Gdyby przeprowadzić plebiscyt na nowy symbol Puszczy Białowieskiej, jest duża szansa, że kornik drukarz zdeklasowałby żubry i słynny szlak dębów królewskich. Ten niepozorny owad zyskał ostatnio sławę dzięki posądzeniu go o spowodowanie rzekomej klęski ekologicznej Puszczy Białowieskiej, stając się symbolem akcji propagandowej Lasów Państwowych.

Oto czego nie mówią nam zarządcy lasów gospodarczych Puszczy Białowieskiej:

  • Gradacja kornika to nie problem dla Puszczy

    Gradacja zabiła jedynie 10% wszystkich świerków, z terenu obejmującego zaledwie 2% Puszczy. Mówienie o katastrofie czy klęsce ekologicznej w Puszczy jest bardzo dużym nadużyciem. Obecna gradacja przypomina raczej papierek lakmusowy pokazujący błędy człowieka. Warto wiedzieć, że w latach 50-tych miało miejsce masowe, sztuczne nasadzenia świerka w Puszczy na siedliskach nieodpowiednich dla tego gatunku. Gradacja jest więc szansą na naturalną renaturalizację lasu. Martwe świerki dadzą początek nowej generacji lasu, zgodnej z warunkami środowiskowymi, jakie obecnie oferuje Puszcza Białowieska.

  • Kornik to przyjaciel naturalnego lasu

    Kornik drukarz to naturalny element ekosystemu lasu, kluczowy dla zachowania w nim spontanicznych procesów przyrodniczych.

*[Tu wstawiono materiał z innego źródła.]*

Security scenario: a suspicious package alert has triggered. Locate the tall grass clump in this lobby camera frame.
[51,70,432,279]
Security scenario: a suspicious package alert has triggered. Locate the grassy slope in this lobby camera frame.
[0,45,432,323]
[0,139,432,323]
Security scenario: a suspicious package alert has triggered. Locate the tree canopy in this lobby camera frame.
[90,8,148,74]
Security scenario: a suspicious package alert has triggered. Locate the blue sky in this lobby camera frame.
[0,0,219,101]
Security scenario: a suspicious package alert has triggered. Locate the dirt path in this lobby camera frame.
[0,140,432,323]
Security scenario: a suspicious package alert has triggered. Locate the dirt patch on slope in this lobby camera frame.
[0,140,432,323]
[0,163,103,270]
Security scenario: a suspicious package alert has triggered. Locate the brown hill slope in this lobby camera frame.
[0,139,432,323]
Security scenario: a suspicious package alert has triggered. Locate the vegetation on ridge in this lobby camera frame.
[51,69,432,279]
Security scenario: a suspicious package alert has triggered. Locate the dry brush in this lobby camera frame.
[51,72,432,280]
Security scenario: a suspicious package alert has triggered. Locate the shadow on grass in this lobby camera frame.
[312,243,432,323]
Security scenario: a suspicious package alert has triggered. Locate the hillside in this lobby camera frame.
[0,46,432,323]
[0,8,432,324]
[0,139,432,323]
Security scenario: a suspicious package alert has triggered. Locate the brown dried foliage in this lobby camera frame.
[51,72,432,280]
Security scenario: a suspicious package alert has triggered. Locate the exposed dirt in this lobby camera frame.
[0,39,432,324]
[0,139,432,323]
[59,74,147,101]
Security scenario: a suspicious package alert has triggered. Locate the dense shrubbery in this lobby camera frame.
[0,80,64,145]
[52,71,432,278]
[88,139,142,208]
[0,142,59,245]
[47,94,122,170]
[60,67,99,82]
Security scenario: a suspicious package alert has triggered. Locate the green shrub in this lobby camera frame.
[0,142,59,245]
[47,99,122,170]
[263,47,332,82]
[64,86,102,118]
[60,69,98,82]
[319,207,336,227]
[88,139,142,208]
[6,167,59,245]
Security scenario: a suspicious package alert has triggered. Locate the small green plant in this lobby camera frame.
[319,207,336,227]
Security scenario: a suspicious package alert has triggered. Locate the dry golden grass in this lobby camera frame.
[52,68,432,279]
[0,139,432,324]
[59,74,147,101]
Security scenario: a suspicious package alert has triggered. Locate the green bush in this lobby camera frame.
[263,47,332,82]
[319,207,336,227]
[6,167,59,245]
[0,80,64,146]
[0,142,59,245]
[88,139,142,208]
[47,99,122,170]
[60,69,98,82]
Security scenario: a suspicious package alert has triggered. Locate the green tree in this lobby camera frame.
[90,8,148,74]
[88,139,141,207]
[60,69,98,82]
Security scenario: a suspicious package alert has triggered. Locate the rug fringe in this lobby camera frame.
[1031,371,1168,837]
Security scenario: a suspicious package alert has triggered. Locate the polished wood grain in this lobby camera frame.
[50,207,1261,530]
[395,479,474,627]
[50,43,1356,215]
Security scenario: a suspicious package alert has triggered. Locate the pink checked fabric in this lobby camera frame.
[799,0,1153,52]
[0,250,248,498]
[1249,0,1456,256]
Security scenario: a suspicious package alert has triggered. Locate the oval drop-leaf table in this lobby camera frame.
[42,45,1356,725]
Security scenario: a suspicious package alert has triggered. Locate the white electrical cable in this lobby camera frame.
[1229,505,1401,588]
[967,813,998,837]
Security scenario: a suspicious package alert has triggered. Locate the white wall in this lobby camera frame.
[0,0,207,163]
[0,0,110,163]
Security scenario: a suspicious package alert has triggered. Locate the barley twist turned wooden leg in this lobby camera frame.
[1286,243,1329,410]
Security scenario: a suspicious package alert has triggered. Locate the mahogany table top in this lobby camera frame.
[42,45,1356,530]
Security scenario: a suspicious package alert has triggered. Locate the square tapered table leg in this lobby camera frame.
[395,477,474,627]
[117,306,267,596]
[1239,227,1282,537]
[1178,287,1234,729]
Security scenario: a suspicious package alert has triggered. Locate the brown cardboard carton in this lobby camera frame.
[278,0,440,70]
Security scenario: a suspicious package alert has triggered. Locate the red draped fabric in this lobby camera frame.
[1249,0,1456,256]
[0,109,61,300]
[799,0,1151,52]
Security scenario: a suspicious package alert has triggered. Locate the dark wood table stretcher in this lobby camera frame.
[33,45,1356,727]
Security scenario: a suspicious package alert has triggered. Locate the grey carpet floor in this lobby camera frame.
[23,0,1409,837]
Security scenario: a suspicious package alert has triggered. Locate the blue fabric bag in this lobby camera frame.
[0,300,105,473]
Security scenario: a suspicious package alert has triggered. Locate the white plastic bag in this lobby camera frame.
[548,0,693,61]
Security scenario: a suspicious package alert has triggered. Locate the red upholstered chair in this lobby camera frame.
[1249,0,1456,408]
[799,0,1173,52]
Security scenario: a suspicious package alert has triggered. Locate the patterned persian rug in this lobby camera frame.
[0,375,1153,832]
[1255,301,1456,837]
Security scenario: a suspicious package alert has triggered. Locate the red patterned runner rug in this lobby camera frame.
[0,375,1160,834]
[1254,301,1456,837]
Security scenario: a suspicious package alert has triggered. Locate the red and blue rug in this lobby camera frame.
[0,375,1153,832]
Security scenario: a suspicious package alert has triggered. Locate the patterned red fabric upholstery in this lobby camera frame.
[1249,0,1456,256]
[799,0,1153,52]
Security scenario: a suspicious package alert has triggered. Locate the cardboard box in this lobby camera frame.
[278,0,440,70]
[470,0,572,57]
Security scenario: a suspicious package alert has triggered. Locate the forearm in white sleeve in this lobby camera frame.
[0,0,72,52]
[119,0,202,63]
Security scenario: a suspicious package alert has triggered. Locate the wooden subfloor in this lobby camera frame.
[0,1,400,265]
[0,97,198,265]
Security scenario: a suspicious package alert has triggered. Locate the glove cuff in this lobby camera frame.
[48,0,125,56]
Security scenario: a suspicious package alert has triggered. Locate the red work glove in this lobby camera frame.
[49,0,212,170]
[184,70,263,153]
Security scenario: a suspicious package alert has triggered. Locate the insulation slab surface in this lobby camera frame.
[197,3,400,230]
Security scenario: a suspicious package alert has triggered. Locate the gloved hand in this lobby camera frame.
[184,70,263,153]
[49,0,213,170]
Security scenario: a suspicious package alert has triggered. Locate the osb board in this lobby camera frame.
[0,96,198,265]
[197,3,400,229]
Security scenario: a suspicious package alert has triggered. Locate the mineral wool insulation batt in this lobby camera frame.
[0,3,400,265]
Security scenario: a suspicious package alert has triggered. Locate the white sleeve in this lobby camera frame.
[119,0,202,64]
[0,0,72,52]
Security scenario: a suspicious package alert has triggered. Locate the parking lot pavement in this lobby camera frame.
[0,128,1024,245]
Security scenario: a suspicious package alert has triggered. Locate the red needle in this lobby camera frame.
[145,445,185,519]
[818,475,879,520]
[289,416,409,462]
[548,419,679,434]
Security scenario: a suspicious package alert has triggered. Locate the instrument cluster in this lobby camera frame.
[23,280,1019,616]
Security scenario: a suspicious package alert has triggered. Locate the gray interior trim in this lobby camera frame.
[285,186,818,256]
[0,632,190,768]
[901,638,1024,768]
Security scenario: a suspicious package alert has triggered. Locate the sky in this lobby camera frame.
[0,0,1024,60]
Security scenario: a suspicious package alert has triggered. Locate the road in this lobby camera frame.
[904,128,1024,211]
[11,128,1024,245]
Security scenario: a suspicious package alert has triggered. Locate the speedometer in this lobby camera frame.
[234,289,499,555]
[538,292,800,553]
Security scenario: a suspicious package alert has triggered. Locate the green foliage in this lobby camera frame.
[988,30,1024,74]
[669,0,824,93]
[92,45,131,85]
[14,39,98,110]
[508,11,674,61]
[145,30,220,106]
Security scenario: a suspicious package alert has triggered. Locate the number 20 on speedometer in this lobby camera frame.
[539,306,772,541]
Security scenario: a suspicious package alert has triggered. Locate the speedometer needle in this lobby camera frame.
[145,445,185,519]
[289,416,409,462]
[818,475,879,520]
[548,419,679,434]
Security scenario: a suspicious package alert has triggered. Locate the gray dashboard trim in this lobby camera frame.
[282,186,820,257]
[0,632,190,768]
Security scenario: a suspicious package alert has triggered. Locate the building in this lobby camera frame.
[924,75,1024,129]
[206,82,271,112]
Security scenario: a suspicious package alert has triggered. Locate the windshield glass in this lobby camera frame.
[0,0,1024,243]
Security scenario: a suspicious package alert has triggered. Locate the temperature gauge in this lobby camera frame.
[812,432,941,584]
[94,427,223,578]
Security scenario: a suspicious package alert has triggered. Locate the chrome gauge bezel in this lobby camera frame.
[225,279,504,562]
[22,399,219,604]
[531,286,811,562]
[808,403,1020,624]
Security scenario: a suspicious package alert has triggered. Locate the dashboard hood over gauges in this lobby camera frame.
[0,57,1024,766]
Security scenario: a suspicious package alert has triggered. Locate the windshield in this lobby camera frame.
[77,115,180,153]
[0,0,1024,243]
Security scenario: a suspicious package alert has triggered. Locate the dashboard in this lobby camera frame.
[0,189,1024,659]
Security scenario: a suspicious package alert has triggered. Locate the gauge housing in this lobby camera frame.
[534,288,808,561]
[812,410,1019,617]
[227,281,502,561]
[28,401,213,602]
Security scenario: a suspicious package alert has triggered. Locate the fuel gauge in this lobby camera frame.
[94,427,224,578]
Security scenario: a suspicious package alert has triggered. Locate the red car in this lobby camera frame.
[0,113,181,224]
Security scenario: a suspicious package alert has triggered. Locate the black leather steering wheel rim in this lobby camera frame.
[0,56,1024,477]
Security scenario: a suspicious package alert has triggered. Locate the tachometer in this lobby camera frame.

Owad ten jest jednym z najlepiej poznanych gatunków, a prace mu poświęcone liczyć można w setkach. I choć wyniki badań prowadzonych w ekosystemach poddanych prawom natury są znane i powinny mieć zastosowanie w ekologicznie ukierunkowanym zagospodarowaniu lasów o charakterze produkcyjnym, to polityka Ministra Środowiska odmawia jej wykorzystania nawet w ostatnim na niżu lesie naturalnym - Puszczy Białowieskiej.

  • Przyroda poradzi sobie sama

    Przykładem samoistnego odrodzenia lasu po masowej gradacji kornika drukarza jest Las Bawarski. Źródłem gradacji stały się wiatrołomy będące efektem potężnej wichury. Gospodarze terenu wstrzymali się jednak od interwencji i dzisiaj po trzydziestu latach 99% zaatakowanego obszaru znowu pokryte jest lasem świerkowym. Władze Lasu Bawarskiego uczyniły rzecz niebywałą - nie dość, że dały działać siłom przyrody to jeszcze przekuły problem w sukces - sprawę nagłośniono, co zintensyfikowało zainteresowanie tym terenem nie tylko naukowców i badaczy procesów przyrodniczych ale i samych turystów. Pomnożyło to i tak bardzo wysokie zyski mieszkańców oferujących swoje usługi w branży turystycznej.

  • Wartością Puszczy jest dynamika naturalnych procesów

    Tożsama, samoistna sukcesja regeneracyjna ma miejsce w Puszczy Białowieskiej. Trzeba jednak pamiętać, że przyroda nie została nam dana raz na zawsze w niezmienionej postaci. To żywy i dynamiczny organizm. Populacja świerka w Polsce z roku na rok maleje. Za to zjawisko odpowiadają zmiany klimatyczne i związany z nimi wzrost średniorocznej temperatury. Sprzyja to zmianom okresu wegetacji, które już teraz przesunęły są o około dwa tygodnie. Świerk przy zwiększonej koncentracji CO2 i wzroście średniej temperatury przestaje mieć charakter lasotwórczy i obserwuje się zmianę zasięgu gatunku w skali Europy coraz bardziej na północ i wschód kontynentu. Niezależnie więc od intencji ochrony świerka jako gatunku współtworzącego drzewostan Puszczy Białowieskiej, jego populacja będzie się nieustannie zmniejszać kosztem drzew liściastych, m.in. grabu i lipy.

  • Gradacji nie da się powstrzymać siekierą

    Naukowcy (ale i sami leśnicy) nie mają także wątpliwości, że w warunkach Puszczy Białowieskiej ze względu na duże obszary rezerwatów i park narodowy, nie ma technicznej możliwości walki z kornikiem. Przyroda Puszczy Białowieskiej nic nie zyska na wycince, może za to wiele stracić.